Credit Card Debt Continues to Drag Consumers Down
Overall, 77% of consumers owe at least $5,000 in credit card debt, our study cutoff for higher and lower credit card debt. 74% also owe at least $10,000 in student loan debt, making for a tough combination. Additionally, 22% with credit card debt have missed a credit card payment in the past 12 months. 36% of larger credit card debt holders have maxed out a credit card, and an additional 32% are close to maxing out their card.
Larger credit card debt is associated with higher car payments and more expensive cars. Higher credit card debt holders are almost twice as likely to have no savings and 75% do not have enough money saved for emergencies.
Half with larger credit card debt have had an emergency and could not afford it and 64% used their credit cards to cover the emergency. One-quarter of all credit card debt holders have taken out a personal loan to cover expenses.
Credit card debt causes stress. 79% with higher credit card debt agree the debt has caused a great deal of stress compared with only 55% with less credit card debt.

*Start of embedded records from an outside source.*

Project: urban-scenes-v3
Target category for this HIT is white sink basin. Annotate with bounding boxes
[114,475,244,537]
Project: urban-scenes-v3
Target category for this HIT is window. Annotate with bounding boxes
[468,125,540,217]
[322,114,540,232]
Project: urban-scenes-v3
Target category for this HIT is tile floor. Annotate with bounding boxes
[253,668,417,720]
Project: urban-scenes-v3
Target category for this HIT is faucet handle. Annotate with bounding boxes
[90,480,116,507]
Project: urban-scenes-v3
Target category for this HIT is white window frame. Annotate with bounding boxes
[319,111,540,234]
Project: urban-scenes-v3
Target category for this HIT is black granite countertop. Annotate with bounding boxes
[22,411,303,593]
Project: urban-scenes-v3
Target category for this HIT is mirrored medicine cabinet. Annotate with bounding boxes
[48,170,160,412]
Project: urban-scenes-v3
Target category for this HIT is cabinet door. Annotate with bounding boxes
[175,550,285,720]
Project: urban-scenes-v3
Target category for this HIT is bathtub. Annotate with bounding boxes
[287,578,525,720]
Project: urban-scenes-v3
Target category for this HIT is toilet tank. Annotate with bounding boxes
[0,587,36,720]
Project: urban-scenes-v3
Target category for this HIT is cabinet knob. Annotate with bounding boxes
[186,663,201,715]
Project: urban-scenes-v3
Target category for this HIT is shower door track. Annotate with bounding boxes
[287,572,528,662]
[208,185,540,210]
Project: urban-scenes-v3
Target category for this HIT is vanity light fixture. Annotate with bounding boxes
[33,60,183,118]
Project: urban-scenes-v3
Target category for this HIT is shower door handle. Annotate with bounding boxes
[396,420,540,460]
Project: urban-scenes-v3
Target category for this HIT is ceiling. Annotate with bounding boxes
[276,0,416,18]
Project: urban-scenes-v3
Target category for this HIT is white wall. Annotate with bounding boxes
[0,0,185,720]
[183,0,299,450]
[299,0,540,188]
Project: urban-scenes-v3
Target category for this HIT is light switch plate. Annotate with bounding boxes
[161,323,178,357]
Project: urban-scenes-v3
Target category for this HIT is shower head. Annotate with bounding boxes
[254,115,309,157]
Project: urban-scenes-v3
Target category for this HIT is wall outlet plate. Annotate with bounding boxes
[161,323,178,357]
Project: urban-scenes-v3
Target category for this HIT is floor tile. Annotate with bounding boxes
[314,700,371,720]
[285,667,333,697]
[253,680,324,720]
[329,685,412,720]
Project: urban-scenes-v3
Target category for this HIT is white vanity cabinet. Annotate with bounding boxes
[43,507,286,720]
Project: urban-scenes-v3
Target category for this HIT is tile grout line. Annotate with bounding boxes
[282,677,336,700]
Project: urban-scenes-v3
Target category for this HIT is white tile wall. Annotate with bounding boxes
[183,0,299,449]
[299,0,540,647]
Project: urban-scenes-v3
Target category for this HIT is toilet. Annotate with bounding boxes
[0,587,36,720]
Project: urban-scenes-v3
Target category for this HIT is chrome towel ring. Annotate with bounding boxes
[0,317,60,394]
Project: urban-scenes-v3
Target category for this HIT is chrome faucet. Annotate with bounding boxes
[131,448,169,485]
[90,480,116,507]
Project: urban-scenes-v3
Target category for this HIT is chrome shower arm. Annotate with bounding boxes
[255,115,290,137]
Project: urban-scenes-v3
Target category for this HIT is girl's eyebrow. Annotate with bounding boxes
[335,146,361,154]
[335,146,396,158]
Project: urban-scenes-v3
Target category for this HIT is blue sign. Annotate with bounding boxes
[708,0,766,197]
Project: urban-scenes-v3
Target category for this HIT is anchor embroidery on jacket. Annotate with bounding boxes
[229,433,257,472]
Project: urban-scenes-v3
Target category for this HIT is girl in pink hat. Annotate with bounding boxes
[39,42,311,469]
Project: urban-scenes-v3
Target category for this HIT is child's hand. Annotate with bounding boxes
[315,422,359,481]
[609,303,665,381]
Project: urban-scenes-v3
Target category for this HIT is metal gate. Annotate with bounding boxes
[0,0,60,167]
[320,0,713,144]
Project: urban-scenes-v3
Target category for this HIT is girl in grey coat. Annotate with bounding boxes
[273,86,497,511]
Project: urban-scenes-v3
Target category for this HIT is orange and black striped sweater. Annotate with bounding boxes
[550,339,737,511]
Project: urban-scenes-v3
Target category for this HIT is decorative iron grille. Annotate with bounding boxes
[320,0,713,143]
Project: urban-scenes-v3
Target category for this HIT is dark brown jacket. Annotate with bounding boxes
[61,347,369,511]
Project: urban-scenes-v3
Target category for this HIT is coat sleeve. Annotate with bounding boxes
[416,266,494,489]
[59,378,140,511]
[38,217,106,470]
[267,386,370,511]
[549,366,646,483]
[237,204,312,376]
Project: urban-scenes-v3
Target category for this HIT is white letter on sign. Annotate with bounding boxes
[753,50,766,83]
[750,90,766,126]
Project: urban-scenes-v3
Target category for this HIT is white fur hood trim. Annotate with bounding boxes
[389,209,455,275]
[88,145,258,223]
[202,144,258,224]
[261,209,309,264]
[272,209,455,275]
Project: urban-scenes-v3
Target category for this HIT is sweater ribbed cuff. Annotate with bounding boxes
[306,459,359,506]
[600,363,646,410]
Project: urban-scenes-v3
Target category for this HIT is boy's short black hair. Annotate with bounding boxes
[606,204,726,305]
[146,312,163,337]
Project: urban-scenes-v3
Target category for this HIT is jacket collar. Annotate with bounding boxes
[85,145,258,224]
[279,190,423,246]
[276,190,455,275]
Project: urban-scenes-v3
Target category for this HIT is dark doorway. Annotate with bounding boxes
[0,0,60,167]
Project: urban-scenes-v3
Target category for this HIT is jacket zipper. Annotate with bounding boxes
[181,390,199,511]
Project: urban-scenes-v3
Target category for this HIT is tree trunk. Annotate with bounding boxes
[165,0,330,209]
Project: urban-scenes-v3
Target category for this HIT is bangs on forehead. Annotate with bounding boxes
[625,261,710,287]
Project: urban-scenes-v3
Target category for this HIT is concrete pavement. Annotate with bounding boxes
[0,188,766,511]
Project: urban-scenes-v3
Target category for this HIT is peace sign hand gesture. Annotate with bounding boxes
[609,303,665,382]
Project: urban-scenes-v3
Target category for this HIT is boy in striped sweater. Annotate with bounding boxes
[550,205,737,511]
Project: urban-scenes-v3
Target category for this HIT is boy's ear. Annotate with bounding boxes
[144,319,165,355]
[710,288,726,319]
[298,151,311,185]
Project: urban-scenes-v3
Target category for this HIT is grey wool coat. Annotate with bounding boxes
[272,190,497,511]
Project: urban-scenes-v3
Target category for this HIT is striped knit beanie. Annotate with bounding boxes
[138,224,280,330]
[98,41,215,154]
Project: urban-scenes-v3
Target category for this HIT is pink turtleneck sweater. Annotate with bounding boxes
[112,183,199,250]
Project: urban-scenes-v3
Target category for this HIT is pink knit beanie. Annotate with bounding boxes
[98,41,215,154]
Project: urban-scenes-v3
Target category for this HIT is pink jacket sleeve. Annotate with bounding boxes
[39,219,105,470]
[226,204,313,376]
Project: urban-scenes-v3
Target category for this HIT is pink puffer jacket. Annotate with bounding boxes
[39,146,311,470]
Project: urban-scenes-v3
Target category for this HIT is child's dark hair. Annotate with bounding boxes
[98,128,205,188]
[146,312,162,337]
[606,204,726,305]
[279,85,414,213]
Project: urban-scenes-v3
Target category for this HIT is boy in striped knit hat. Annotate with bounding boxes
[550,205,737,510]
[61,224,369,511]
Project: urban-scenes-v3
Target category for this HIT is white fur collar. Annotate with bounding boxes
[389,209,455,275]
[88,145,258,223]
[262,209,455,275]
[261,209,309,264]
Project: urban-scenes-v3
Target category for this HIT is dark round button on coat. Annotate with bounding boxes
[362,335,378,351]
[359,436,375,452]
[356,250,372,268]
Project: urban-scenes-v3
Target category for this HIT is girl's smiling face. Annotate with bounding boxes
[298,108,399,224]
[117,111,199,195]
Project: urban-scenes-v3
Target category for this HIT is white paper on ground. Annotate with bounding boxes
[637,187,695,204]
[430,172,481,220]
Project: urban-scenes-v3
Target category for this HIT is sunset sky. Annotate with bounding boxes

High credit card debt holders have a hard time being able to afford nice things, secure higher interest rates than those with lower credit card debt, and 62% have difficulty paying for monthly expenses. Higher credit card debt holders are more likely to skip a regular monthly payment if they are unable to pay their regular bills, and more likely to take on additional debt to cover unexpected medical bills and car repairs.
Large Car Loans Are Related to Credit Card Use
75% of those with large car loans, $30,000 or more, are more likely to use their credit cards to buy groceries and more likely to use their credit card for everyday monthly expenses. They are also more likely to be late on a credit card payment. Large car loans are not necessarily associated with having savings. Those with smaller car loans are more likely to have savings than those with larger car loans, but those with larger car loans are more likely to have $2,000 saved up and much more likely to have $10,000 or more saved. Those with larger car loans, however, are less likely to believe they have enough savings for emergencies.
Respondents were presented with three scenarios to understand how they would deal with it and the debt implications.
Scenario 1 is not being able to pay all your monthly bills. 31% with student loans would borrow from family and friends. 16% with credit card debt would skip a regular payment. Those with high car loans would use a credit card to pay bills. Overall, running low on money affects your independence by relying on friends and family, negatively impacts your credit by missing a payment, and increases your credit card debt to make up the difference.
Scenario 2 is an unexpected hospital stay for a medical emergency. Paying the bill in full is the exception. Only 25% with student loans would pay it in full. Most, including those with high credit card debt, would take on more debt. Only 38% of those with high car loans would pay it in full.
Scenario 3 is your car breaking down and requiring a substantial mechanic bill. Nearly 50% of those with high student loans and high credit card debt would take on more debt to pay the bill. Those with higher car loans are mostly likely to pay it in full.
This study was conducted for ScoreSense using the online portal by PeopleFish. Surveys were collected in February 2020, among a sample of 1,063 consumers in the US aged 18+. The margin of error for total respondents is +/-3.1% at the 95% confidence level.